There is a wider variety of sprinklers found in gardens than in lawns, for example:
- Some systems use fixed sprays on risers to cover the whole garden.
- Other systems will use drippers or “shrubblers” (small sprinklers that throw out a dinner plate spray of water) at the base of each plant.
- Many systems will have a type of irrigation called “dripline”, a network of subsurface pipes with dripper holes every 15-30cm for blanket area coverage.
For the purposes of this article, we will just be looking at fixed sprays as these are the most commonly broken garden sprinklers. You will find there are two main problems with fixed sprays. Either the nozzle itself is damaged or blocked, or the riser is snapped.
For a blocked or damaged nozzle either replace with a new one or you can attempt to clean out under a garden tap.
For a damaged riser simply replace with a new one. Sometimes the threaded end of the riser will get stuck inside the lateral pipe fitting and you’ll need to use a “riser removal tool” to get the broken bit of threaded riser out of the fitting. All good irrigation stores will stock these.
The Importance of Matched Precipitation
One last important thing, for each station or zone (either in the lawn or garden), you want to ensure that the sprinkler nozzles being used have something called Matched Precipitation. This means that as a general rule, you need to use the same make and model of nozzle on any given station. This is because different nozzles have different flow rates, and this can vary wildly. A Hunter MP Rotator uses about four times less water per minute than a Rain Bird MPR Fixed Spray nozzle. If you mix and match these, you’re either going to underwater with your MP Rotators or overwater with your Rain Bird Fixed Sprays.
Some sprinklers from a different make or model may have the same flow rate such as the Rain Bird R-VAN’s and the Rain Bird 5000 Series Gear Drive Rotors. However this is usually not the case and is an exception to the rule.
Leave all nozzles off once the pop ups and risers have been re-installed.
Ensure any new pop-up shafts are lifted up using your sprinkler clamp tool from earlier. Then remove the flushing cap and turn on the station for at least 20 seconds. You can rub your forefinger and thumb together in the water spout to feel if any grit is coming out. When it runs clear turn off the station and then install the new nozzle.
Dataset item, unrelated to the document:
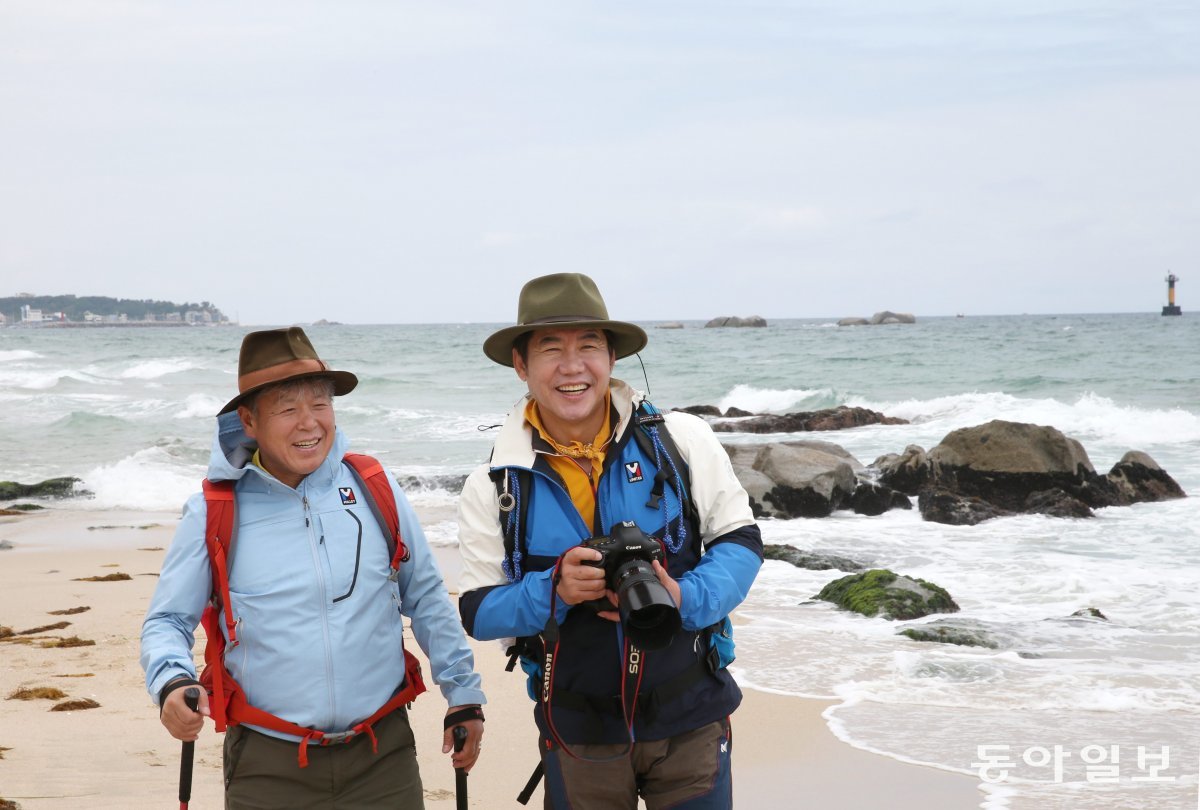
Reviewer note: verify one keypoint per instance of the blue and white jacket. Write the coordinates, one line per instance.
(319, 624)
(504, 598)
To adjust the direction of flow you will need to crank the shaft of the pop-up to get the right angle. Sometimes you’ll need to do this while the system is on to ensure you’ve got the sprinkler on the right angle, and you’ll probably get soaked at this stage.
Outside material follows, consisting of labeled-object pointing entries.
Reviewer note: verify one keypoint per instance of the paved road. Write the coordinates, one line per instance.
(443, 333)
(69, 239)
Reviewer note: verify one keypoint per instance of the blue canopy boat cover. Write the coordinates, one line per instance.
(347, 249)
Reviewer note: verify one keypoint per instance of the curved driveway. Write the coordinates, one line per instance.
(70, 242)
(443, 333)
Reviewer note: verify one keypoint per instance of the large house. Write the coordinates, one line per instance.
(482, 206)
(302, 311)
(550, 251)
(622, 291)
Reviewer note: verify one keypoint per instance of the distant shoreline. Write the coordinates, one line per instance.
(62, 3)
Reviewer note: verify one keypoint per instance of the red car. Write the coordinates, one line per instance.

If you’re using adjustable nozzles, then always line up the edge of the arc on the left-hand side because they all open up to the right. Once you’ve lined it up using the shaft you’ll need to adjust the nozzle to open up the arc. Different brands have different ways of doing this so make sure you refer to the manufacturer’s instructions here.
Do a final test and walk around of your system to ensure everything is working well, and that’s it! Remember to check your system regularly. We recommend servicing your sprinkler system at least every 6 months for best results.